A group of researchers from the United States has published on Monday in the journal PNAS: a method based on the analysis of large databases capable of detecting the conservation status of up to 150,000 plants. Among them, this artificial intelligence identifies some 15,000 that can be considered threatened according to the IUCN criteria. The experts consulted consider machine learning as a useful support tool to build effective strategies for biodiversity conservation.

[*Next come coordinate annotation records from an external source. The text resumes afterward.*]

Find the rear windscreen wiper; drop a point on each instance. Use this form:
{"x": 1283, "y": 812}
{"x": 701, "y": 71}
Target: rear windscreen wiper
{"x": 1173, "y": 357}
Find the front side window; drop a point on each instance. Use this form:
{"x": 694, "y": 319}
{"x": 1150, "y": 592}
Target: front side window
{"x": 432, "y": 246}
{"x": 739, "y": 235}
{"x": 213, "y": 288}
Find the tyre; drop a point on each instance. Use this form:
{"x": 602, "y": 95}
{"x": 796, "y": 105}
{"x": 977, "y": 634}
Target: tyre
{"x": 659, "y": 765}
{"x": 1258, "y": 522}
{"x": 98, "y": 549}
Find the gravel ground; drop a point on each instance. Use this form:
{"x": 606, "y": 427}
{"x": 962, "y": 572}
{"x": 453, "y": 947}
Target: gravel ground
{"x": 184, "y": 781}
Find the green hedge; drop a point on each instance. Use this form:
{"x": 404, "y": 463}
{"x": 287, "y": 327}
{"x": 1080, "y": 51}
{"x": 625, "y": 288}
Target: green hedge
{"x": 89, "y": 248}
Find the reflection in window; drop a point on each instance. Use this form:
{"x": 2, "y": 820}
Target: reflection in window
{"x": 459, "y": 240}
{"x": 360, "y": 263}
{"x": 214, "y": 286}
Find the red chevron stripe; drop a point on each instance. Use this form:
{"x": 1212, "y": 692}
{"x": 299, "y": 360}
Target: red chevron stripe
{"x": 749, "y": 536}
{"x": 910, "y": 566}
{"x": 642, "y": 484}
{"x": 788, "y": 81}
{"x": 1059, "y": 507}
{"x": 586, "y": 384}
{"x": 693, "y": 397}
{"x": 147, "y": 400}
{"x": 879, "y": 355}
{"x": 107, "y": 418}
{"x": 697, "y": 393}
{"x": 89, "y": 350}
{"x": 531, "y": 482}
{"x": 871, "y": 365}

“One of the main problems in finding endangered species is the availability of human and monetary resources”, says Anahi Espindola, a researcher at the University of Maryland and co-author of the study. “The IUCN assessments require that each evaluated species be analyzed individually from different points of view, such as the size of populations, genetic diversity or range of distribution”, she adds.
Espindola explains that, for that reason, the areas of the world with scarce access to funds destined to this type of research or with a scientific tradition in this little rooted field “are relegated”. Another bias may depend on which species are considered “attractive or unattractive”, says the researcher. “It is easier to communicate the need to evaluate and then protect species with which as humans we can feel related, like other mammals or reptiles, amphibians and birds, either because they seem beautiful or because we feel reflected in their lifestyles,” he says.
Big data to detect the danger of extinction
Artificial intelligence can be a powerful tool to reduce this ignorance, the study says. “Our method tries to predict the probability that a species is or is not endangered by using data related to characteristics of its range of distribution, its preferred climatic conditions and some morphological characteristics”, Espindola explains.
The researcher explains that she and her colleagues start from the information on all the species that have already been evaluated by IUCN “to train and create a new classification, using the characteristics of the species as predictor variables”. Once a sufficiently precise classification model has been obtained, it is then possible to use that same model “about species for which we know the characteristics analyzed, but not the level of risk of extinction”.
One of the main advantages of this method is that it is “relatively accurate”, says this scientist. It can also be applied “without the need to have access to important computing resources”, she adds. The system can be adapted to national, regional or local scales, explains with her team.
The data used are freely accessible and come “from collections, museums, herbaria, laboratory studies and field work that have been carried out for a long time by researchers around the world”, Espindola also highlights. In her opinion, this “demonstrates the fundamental importance of natural collections and the central role of museums in the generation of knowledge”.